Additionally, colour can play a huge impact on an individual’s diet and nutrition. To demonstrate this, let us consider the Colour Museum in Bradford: there I saw an advertising leaflet which showed a plate of attractive-looking food in one half, and in the other half a monochrome version of the same plate. Now the peas were grey, the broccoli almost black and the off white potatoes marked with grey patches.
Imagine what that must be like – to perceive food like that day after day?
I invited some friends to dinner after seeing this just to do a little experiment (they never complain, just as long as I don’t make them go in to my laboratory!!).
I boiled some potatoes and separated them into 4 batches, dyeing them red, orange, green and blue with food colouring and then putting them in the oven for a few minutes to toughen the outsides a little and disguise their origin (just for the record, I am not a great chef and don’t cook very often so there’s no point anybody expecting me to cook a meal at any time, ever!).
At dinner, my friends were told that the vegetables had been bought at a range of ethnic shops. The red and orange potatoes were much enjoyed, the green were not all that popular and nobody touched the blue ones.

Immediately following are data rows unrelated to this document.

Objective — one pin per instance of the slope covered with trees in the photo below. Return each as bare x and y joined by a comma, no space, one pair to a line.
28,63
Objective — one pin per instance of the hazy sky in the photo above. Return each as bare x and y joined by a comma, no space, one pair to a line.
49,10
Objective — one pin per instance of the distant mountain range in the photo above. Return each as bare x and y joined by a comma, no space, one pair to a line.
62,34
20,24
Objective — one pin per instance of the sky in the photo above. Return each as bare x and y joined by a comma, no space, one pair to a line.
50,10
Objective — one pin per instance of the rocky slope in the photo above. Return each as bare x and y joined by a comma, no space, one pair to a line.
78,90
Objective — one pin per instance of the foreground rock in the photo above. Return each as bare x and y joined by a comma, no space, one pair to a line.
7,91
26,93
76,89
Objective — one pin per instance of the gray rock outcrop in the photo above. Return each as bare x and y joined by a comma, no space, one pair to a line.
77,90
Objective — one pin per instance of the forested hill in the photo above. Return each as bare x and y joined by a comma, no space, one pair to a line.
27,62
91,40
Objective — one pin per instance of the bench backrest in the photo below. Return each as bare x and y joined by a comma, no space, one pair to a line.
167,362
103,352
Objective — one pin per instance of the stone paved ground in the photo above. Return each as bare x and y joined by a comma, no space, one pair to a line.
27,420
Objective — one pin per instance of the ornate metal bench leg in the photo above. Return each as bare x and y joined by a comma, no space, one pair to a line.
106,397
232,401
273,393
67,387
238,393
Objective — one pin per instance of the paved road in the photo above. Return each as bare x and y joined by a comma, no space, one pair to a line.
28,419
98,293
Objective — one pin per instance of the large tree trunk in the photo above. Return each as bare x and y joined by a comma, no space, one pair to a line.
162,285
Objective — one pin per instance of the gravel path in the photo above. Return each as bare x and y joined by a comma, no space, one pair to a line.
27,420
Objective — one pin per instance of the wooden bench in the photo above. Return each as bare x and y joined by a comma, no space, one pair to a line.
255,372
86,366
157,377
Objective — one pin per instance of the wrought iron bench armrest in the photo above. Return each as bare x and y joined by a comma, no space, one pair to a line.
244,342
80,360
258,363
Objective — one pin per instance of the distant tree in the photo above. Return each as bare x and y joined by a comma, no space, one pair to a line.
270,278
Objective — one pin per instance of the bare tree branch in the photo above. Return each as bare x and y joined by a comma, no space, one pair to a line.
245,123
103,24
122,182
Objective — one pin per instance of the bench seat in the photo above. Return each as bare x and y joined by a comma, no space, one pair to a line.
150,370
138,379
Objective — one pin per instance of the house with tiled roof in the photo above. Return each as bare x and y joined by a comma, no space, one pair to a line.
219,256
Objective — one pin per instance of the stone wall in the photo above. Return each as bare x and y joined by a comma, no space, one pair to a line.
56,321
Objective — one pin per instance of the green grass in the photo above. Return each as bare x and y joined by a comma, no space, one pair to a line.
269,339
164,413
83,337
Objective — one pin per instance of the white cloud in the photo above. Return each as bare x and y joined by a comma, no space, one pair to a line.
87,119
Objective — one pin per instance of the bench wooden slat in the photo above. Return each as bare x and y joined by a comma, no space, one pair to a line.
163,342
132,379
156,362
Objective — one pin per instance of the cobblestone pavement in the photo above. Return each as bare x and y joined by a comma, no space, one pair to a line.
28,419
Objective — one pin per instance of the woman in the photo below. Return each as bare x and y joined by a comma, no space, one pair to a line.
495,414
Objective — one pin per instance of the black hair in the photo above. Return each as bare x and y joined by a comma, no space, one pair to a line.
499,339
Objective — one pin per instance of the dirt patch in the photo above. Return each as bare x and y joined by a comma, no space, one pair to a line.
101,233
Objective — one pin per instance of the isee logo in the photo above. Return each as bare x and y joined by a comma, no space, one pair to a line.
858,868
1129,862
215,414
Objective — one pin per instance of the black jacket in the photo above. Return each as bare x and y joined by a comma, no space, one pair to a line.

This may seem logically irrational, but actually it makes immensely good biological sense. We have millions of years of evolutionary experience to help us spot the foods that are good to eat – the ripe red apples for example. Similarly, we are able to spot the bad stuff: the meat that is green in colour, or the potatoes with blue-black patches on the outside. Without colour, those tasks would not be possible and we would have survived less well. It is therefore hardly surprising that we have innate responses to colour, and that these are often difficult to verbalise. Nevertheless, that does not make them any less real or any less important.
In a world where orientation to time and place may be deficient, where immediate memory may be impaired and where visual acuity is likely to be present, colour psychology has a very important role to play in the lives of people living with the everyday challenges of dementia.
It is paramount that we make use of the research and resources available to us when planning the design of both interior living environments and exterior leisure areas for people living in our facilities.
Some fantastic examples of this can be seen throughout a number of care homes.
The book Designing Interiors for people with Dementia is a valuable resource and can be purchased from the Dementia Services Development Centre at the University of Stirling for approximately £15.00 The back cover consists of a piece of yellow Perspex which, when viewed through, will give you a rough indication of what the world looks like for many older people with dementia. Couple this with something like macular degeneration or glaucoma and the experience will change your perception and challenge current belief systems and personal biases.
So, whenever you are in the process of creating specific environments for people living with dementia, consider the impact that colour has not only on their visual system, but also their personality, character and behaviour as a whole. Include colour psychology as part of our holistic approach to care.